Diet Gagal Lagi? Ini Alasan Berat Badan Susah Turun
Menurunkan berat badan sering kali dianggap mudah, makan lebih sedikit, olahraga lebih banyak. Namun, kenyataannya perjalanan itu tidak sesederhana rumus hitungan kalori.
Banyak orang mengalami progres lambat, berat badan stagnan, atau bahkan naik kembali setelah sempat turun. Jika Anda pernah merasakan hal ini, Anda tidak sendirian dan itu bukan semata-mata kesalahan Anda.
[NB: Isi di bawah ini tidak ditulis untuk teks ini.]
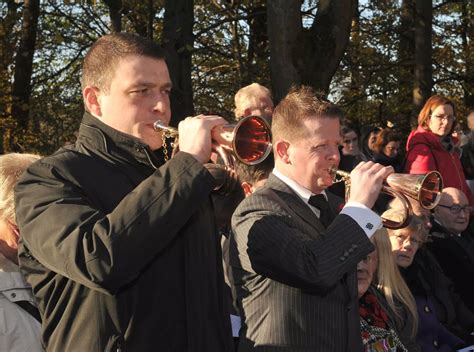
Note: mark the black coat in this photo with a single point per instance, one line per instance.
(120, 250)
(455, 254)
(425, 278)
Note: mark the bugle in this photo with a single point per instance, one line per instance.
(248, 140)
(425, 189)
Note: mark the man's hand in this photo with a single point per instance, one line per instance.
(366, 182)
(195, 135)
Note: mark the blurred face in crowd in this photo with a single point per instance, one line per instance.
(392, 149)
(372, 139)
(441, 120)
(453, 210)
(405, 242)
(350, 144)
(310, 159)
(366, 269)
(138, 96)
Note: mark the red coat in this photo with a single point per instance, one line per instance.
(425, 153)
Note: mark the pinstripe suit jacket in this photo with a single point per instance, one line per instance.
(295, 280)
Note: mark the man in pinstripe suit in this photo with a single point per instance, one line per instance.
(296, 278)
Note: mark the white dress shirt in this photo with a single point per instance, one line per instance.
(367, 219)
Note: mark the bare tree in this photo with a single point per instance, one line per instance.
(21, 89)
(307, 55)
(423, 82)
(115, 13)
(178, 42)
(467, 35)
Menurut Jennah Siwak, dokter spesialis obesitas, alasan utama menurunkan berat badan terasa begitu sulit berakar dari biologi, genetik, lingkungan, hingga cara otak kita bekerja.
"Banyak perilaku makan terjadi di luar kesadaran kita. Tidak ada yang bangun di pagi hari dengan niat ingin merusak kesehatan lewat makan berlebihan," jelasnya mengutip dari Healthline.
Berikut ini beberapa alasan kenapa berat badan terasa semakin sulit diturunkan:
1. Otak dirancang untuk melawan penurunan berat badan
Tubuh manusia memiliki sistem pertahanan alami terhadap penurunan berat badan. Saat lemak tubuh berkurang, hormon leptin ikut turun, memberi sinyal pada otak bahwa kita sedang "kelaparan". Akibatnya, rasa lapar meningkat, muncul keinginan mengudap, sementara metabolisme justru melambat.
2. Faktor genetik punya peran besar
Mengapa ada orang yang bisa makan banyak tanpa mudah gemuk, sementara yang lain harus sangat berhati-hati? Jawabannya bisa jadi ada pada genetik. Penelitian menunjukkan 40-70 persen indeks massa tubuh (BMI) ditentukan oleh faktor gen. Meski begitu, lingkungan dan gaya hidup tetap berperan.
3. Metabolisme ikut melambat
Salah satu hal paling menjengkelkan saat menurunkan berat badan adalah semakin lama semakin sulit. Ini disebabkan oleh fenomena metabolic adaptation, yakni tubuh menurunkan laju pembakaran energi agar tidak kehilangan lebih banyak berat. Jadi, meski pola makan sama, kalori yang dibakar semakin sedikit.
4. Stres, tidur, dan emosi ikut memengaruhi
Kondisi mental dan fisik juga memegang peranan penting. Stres kronis bisa memicu emotional eating, sementara kurang tidur membuat hormon pengatur nafsu makan (ghrelin dan leptin) jadi kacau.
Saat lelah atau tertekan, impulsivitas meningkat. Otak sulit menolak makanan tinggi gula atau lemak.
5. Lingkungan dan faktor medis
Tantangan lain datang dari lingkungan. Pekerja shift malam, misalnya, sering mengalami gangguan ritme sirkadian yang memengaruhi metabolisme. Di sisi lain, keterbatasan akses ke makanan sehat di beberapa wilayah membuat pilihan jatuh pada makanan instan berkalori tinggi.
Tak hanya itu, beberapa obat juga bisa memicu kenaikan berat badan, seperti antidepresan, stabilisator mood, obat diabetes, hingga steroid. Meski demikian, Siwak menekankan agar pasien tidak menghentikan obat tanpa arahan dokter.